Chorkonzert
Deutsch-türkischer Einklang — Frühlingskonzert von Boğaziçi und ChorImTakt

Dass Deutsche und Türken ganz wunderbar miteinander harmonieren können, stellten bei ihrem Frühlingskonzert die beiden Kölner Chöre Boğaziçi und ChorImTakt eindrucksvoll unter Beweis.
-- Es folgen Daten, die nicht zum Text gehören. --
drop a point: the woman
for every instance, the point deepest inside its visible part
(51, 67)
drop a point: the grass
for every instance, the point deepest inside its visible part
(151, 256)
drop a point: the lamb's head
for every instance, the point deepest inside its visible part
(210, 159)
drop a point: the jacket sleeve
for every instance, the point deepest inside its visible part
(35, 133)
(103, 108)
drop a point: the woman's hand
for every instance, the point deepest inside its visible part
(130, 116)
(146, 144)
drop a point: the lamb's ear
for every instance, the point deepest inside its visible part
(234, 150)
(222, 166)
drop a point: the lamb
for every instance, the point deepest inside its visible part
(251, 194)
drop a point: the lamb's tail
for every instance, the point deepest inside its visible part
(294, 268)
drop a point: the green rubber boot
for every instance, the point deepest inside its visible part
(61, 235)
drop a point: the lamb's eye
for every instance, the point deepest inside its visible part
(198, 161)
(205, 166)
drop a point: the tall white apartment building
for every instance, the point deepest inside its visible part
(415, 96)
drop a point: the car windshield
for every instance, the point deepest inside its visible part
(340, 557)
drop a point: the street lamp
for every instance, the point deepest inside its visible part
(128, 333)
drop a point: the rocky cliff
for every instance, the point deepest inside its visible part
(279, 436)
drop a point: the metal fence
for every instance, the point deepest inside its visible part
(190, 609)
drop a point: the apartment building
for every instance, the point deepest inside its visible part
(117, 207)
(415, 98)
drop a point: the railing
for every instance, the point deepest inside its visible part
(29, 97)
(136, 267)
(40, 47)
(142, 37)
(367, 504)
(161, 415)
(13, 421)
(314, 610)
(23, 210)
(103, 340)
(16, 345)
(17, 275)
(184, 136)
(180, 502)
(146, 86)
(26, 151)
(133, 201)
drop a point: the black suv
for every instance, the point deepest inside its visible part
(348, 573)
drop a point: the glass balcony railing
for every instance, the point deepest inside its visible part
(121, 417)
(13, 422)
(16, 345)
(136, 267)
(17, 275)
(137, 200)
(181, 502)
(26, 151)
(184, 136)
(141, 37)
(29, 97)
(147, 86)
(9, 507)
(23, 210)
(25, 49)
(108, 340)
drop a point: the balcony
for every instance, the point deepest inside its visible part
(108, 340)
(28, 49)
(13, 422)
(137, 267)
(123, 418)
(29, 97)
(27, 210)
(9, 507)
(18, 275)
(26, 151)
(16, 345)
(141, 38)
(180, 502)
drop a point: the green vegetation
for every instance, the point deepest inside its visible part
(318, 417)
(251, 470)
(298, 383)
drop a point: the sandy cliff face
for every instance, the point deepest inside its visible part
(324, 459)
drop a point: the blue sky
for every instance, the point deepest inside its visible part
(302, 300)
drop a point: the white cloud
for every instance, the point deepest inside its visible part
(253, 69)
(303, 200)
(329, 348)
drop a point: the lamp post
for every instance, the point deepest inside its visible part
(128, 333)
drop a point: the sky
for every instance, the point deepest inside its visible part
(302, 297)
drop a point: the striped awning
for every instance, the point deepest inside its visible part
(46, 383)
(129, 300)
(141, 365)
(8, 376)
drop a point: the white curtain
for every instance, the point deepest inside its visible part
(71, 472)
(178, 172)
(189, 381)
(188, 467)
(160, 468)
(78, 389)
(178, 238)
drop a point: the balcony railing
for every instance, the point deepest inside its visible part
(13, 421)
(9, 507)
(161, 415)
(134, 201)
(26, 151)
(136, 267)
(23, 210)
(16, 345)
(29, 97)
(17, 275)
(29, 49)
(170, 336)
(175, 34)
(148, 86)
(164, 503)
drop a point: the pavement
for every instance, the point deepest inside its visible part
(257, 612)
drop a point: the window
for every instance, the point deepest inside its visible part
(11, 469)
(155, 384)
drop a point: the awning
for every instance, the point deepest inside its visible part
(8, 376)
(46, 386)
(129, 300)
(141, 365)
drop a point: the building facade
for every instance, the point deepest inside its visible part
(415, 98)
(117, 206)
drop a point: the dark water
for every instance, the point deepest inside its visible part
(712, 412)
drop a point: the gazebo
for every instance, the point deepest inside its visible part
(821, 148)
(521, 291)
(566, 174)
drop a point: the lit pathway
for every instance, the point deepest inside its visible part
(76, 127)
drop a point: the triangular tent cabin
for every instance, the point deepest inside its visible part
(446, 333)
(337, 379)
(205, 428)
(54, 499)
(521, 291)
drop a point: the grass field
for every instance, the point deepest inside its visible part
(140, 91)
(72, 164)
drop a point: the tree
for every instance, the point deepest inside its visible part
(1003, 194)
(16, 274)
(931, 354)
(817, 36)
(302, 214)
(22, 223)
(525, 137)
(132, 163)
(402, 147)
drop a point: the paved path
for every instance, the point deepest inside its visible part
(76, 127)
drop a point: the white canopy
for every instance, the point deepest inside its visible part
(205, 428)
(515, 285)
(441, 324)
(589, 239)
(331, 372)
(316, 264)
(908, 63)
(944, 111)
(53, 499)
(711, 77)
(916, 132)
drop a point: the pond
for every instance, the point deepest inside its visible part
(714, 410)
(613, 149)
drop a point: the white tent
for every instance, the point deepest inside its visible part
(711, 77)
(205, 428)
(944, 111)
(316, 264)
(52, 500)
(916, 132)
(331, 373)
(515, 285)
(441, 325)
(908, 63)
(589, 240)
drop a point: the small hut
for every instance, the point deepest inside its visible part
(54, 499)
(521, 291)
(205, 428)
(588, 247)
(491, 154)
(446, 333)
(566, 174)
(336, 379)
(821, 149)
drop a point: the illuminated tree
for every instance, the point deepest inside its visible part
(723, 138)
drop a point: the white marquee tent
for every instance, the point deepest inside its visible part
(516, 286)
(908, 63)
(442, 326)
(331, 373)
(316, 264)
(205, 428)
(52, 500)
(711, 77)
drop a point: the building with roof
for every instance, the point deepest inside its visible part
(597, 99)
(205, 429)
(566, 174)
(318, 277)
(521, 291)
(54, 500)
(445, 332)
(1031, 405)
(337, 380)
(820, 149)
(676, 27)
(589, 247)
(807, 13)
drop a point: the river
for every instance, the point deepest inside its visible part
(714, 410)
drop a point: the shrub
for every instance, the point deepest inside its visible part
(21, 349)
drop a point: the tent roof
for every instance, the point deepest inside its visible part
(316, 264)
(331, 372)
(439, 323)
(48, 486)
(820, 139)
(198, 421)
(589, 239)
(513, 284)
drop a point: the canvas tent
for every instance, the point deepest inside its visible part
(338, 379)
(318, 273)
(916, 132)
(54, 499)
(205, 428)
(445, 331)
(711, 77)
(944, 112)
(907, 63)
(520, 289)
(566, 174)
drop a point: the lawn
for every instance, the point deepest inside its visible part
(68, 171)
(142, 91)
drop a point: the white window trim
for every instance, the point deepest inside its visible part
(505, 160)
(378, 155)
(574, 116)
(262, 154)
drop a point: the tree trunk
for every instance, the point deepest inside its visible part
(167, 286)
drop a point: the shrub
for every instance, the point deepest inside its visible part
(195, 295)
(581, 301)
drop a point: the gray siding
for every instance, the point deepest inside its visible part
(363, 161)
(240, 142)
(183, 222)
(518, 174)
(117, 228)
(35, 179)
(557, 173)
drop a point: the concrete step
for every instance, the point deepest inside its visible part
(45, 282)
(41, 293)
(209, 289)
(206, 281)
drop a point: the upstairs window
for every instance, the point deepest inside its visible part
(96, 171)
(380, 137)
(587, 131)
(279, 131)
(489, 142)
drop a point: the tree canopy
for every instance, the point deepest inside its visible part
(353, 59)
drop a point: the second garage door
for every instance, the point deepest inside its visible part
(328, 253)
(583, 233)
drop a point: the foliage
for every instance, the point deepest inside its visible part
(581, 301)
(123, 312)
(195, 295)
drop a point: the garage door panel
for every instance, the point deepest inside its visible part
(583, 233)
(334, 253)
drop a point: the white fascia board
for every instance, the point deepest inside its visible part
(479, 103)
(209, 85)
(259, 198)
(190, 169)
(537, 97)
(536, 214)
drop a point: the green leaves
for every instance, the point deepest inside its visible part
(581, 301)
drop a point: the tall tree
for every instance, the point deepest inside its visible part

Die Türken und die Deutschen, das wird man feststellen dürfen, tun sich zurzeit ein wenig schwer miteinander – zumindest auf hoher bilateraler Ebene. „Wir wollen zeigen, dass es auch anders geht“, sagte Monika Seyhan, die Initiatorin des Frühlingskonzerts in der Kulturkirche Ost. Sie muss es wissen. Seit mehr als 45 Jahren ist die gebürtige Kölnerin mit dem türkischen Musiker Mustafa Seyhan verheiratet. Das Leben in einer deutsch-türkischen Großfamilie hat sie in mehren Erzählbänden verarbeitet (unter anderem in „Blauäugig“, erschienen 2009), die sie bereits in der Kulturkirche Ost vorstellte.
Darum ging es an diesem Samstagabend im April 2016 allerdings nur am Rande. Unter der Anleitung Mustafa Seyhans und Simon Rummels hatten vielmehr die beiden Chöre Boğaziçi und ChorImTakt, beide ansässig in Köln-Höhenhaus, für ein deutsch-türkisches Frühlingskonzert zusammengefunden. Unter dem Motto „Lale devri – Tulpenzeit“ setzten sie den aktuellen Dissonanzen zwischen den Staatsoberhäuptern ein harmonisches Konzertprogramm entgegen. Deutsche Volkslieder und traditionelle türkische Musik in einem christlichen Gotteshaus – das ist ein echtes Statement in diesen Tagen: für Toleranz, Nächstenliebe und Menschlichkeit.
Kultureller Reichtum
„An der Seite meines Mannes habe ich die Liebe zur türkischen Musik entdeckt“, sagte Monika Seyhan, und vielen Zuhörern in der gut besuchten Kulturkirche Ost dürfte es ähnlich ergangen sein. Der Wechsel zwischen den Liedern – von „Erdi bahar“ zu „Komm lieber Mai“, von „Fener“ (eine herzzerreißend traurige Ballade aus dem Film „Gegen die Wand„) zu „Entflieh mit mir“ – veranschaulichte die Unterschiede zwischen den musikalischen Traditionen ebenso wie den kulturellen Reichtum einer Gesellschaft, in der solch unterschiedliche Traditionen gemeinsam gepflegt werden können.
Besonders augen-, pardon, ohrenfällig wird das beim Sologesang, der in der türkischen Musik eine ganz andere Bedeutung hat als in der deutschen. Während hierzulande Solosänger eine herausgehobene Stellung einnehmen, darf im türkischen Chor (fast) jeder mal ran, der mag und sich traut. Diese Praxis gibt den für mitteleuropäische Ohren recht monotonalen Liedern eine ganz besondere, individuelle und immer wieder wechselnde Farbe und Spannung. Klanglicher Reichtum lässt sich eben nicht nur aus Harmonien schöpfen.
„Ich wünsche mir tosenden Applaus“, hatte Anja Pendzialek vom Sozialmanagement der GAG, der Gastgeberin des Abends, zu Beginn des Konzerts gesagt – und den bekamen die Sänger und Musiker. Zu „Erdi bahar“ sangen, spielten und klatschten die Chöre, die Musiker des kleinen Orchesters (u.a. mit Kanun, Ud und Geige) und die Zuhörer gemeinsam im Takt. Deutsch-türkischer Einklang – was für ein Wunder in der Kulturkirche Ost!